Przekroczywszy próg jaskini, wreszcie zaznał spokoju. Z drżącym świstem wypuścił powietrze z obolałych płuc i wtem skierował się w stronę lecznicy. Nim jednak do niej dotarł, przystanął przy gnieździe ze zwierzyną, z uwagą rozglądając się po piszczkach. Skoro zamierzał odwiedzić medyczki, równie dobrze mógłby zamienić kilka słówek z kotką o uważnych, miodowożółtych ślepiach. W swe bielusieńkie ząbki chwycił świeżą, wciąż ciepłą rybitwę. Zwierzyna zawisła bezczynnie w objęciach jego zgryzu – Królicza Ułuda wyruszył, z ogonem uniesionym wysoko. Z dumą, ale i przerażeniem odbijającym się w jego źrenicach. Nie wiedział, co przyniesie mu rozmowa z wojowniczką.
W momencie, w którym wkroczył do lecznicy, ogarnął go mrok. Swoim wzrokiem błądził po słabych zarysach kocich sylwetek i magazynków na zioła. “Na Klan Gwiazdy! Jak oni funkcjonują w takich ciemnościach?” – pomyślał, jeszcze zanim jego oczy przyzwyczaiły się do tutejszych warunków. Gdy udało mu się zlokalizować patrzącą na niego spod półprzymkniętych powiek Źródlaną Łunę, uśmiechnął się życzliwie. W kilku krokach znalazł się tuż obok, a następnie rzuciwszy pod jej łapy rybitwę, rozsiadł się wygodnie na chłodnej posadzce. W zasięgu jego wzroku nie objawiła się skrzywiona mordka co najmniej jednej z medyczek, co uznał za przyzwolenie na wizytę.
— Hej, Źródlana Łuno — przywitał się półszeptem, nie mając w zamiarach zbudzić śpiących obok poranionych wojowników. Zasługiwali na odpoczynek, po tym wszystkim, co zrobili w imię Klanu Klifu. — Jak się dziś czujesz? Czy ból jest znośny? — zapytał, równie cicho. Pozostał w bezruchu, a jego pysk poruszał się na tyle powoli, że można było zastanawiać się, czy słowa wychodzą kocurowi z gardła, czy może z brzucha.
— Potrzebujesz czegoś? — Zza jego pleców dobiegł głos Wiecznego Zaćmienia. Bursztynowooki przeniósł na nią spojrzenie swoich zmartwionych oczu i mruknął:
— Hm, może kilka ziarenek maku? Na później. Ostatnio źle sypiam, ciągle chodzę spięty, dręczą mnie nieprzychylne myśli.
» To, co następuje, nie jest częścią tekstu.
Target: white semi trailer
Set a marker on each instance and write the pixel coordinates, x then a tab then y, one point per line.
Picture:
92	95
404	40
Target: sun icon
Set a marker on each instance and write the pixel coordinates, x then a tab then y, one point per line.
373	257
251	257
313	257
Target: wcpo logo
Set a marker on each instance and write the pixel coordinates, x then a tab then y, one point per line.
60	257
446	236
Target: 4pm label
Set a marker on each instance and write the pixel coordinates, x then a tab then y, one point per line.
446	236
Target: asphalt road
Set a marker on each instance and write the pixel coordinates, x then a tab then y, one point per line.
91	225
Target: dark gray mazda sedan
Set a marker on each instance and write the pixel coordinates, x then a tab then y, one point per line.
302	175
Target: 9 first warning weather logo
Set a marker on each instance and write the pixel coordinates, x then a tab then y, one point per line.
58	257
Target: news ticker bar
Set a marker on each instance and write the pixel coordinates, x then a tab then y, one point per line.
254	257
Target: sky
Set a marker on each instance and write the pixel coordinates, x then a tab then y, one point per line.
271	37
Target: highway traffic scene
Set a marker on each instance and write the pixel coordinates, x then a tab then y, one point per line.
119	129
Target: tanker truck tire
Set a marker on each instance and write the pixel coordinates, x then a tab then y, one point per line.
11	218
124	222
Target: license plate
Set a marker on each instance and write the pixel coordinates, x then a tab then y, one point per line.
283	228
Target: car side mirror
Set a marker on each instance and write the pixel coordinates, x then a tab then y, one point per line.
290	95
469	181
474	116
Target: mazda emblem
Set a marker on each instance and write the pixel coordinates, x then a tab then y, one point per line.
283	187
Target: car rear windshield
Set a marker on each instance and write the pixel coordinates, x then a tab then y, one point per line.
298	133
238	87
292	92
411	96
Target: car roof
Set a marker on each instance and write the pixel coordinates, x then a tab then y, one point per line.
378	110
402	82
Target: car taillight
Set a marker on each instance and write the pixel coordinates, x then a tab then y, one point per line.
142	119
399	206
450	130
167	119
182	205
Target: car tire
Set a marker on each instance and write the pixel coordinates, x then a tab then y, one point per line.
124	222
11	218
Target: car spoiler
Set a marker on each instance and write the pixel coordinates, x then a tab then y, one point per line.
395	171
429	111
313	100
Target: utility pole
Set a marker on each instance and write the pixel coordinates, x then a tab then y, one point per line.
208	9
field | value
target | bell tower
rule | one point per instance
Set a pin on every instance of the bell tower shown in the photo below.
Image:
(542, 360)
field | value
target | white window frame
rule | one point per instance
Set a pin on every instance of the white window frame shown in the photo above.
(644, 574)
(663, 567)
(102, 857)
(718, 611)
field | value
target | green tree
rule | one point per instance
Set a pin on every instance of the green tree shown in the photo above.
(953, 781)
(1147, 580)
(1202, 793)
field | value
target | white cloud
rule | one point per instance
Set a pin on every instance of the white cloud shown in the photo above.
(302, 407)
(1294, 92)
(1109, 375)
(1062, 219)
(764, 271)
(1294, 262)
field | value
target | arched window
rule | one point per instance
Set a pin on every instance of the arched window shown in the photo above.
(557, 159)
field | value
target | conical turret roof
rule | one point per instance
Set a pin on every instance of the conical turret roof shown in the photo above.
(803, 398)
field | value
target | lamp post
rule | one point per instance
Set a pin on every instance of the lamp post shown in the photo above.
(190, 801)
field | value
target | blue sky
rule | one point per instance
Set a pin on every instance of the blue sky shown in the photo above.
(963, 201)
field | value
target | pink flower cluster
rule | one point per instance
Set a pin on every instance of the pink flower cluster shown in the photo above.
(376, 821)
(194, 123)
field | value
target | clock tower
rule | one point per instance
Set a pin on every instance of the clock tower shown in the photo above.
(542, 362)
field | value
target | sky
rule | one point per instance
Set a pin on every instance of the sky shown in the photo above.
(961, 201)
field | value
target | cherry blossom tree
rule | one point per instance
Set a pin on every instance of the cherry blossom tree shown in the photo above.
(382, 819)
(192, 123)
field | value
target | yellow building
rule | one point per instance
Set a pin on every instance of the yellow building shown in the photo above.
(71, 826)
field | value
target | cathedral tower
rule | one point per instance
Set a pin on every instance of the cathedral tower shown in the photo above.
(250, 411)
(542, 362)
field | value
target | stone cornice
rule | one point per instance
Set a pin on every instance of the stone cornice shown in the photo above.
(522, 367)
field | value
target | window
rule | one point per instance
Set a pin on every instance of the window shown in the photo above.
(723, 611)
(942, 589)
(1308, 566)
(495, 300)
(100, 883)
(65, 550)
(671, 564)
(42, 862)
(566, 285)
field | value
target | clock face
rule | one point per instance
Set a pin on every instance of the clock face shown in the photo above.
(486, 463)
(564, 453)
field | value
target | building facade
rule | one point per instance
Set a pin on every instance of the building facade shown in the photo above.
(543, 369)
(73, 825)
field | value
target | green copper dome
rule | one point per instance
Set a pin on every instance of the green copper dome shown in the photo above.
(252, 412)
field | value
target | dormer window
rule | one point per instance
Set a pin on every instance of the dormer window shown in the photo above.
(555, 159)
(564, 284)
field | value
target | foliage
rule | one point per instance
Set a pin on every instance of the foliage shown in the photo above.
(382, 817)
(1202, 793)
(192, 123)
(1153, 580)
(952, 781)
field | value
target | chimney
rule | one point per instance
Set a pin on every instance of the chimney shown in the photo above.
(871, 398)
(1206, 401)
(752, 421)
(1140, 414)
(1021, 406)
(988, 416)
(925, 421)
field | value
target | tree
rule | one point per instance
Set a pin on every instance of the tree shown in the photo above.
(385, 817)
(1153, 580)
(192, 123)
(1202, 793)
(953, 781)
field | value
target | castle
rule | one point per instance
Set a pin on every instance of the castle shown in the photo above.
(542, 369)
Dobrze by mi zrobił porządny odpoczynek.
Szylkretowa medyczka skinęła ze zrozumieniem głową, zanurzając nos w kępkach ziół. Kremowy, westchnąwszy ciężko, zwrócił się ponownie do popielatej towarzyszki.
— Udało ci się chociaż zranić tego ścierwojada? — wypluł z nieukrywaną odrazą. — Spałbym spokojniej, gdybym miał pewność, że zapamięta tę walkę do końca swoich dni! — kontynuował, zagryzając gniewnie wargę. Wiedział, że ten pojedynek nie był winą żadnego z członków Klanu Wilka, a jednak nie mógł przestać ich winić. Może, gdyby ślepo nie posłuchali się słów tej obłąkanej samotniczki, Źródlana Łuna wciąż miałaby pełny komplet łap i oczu?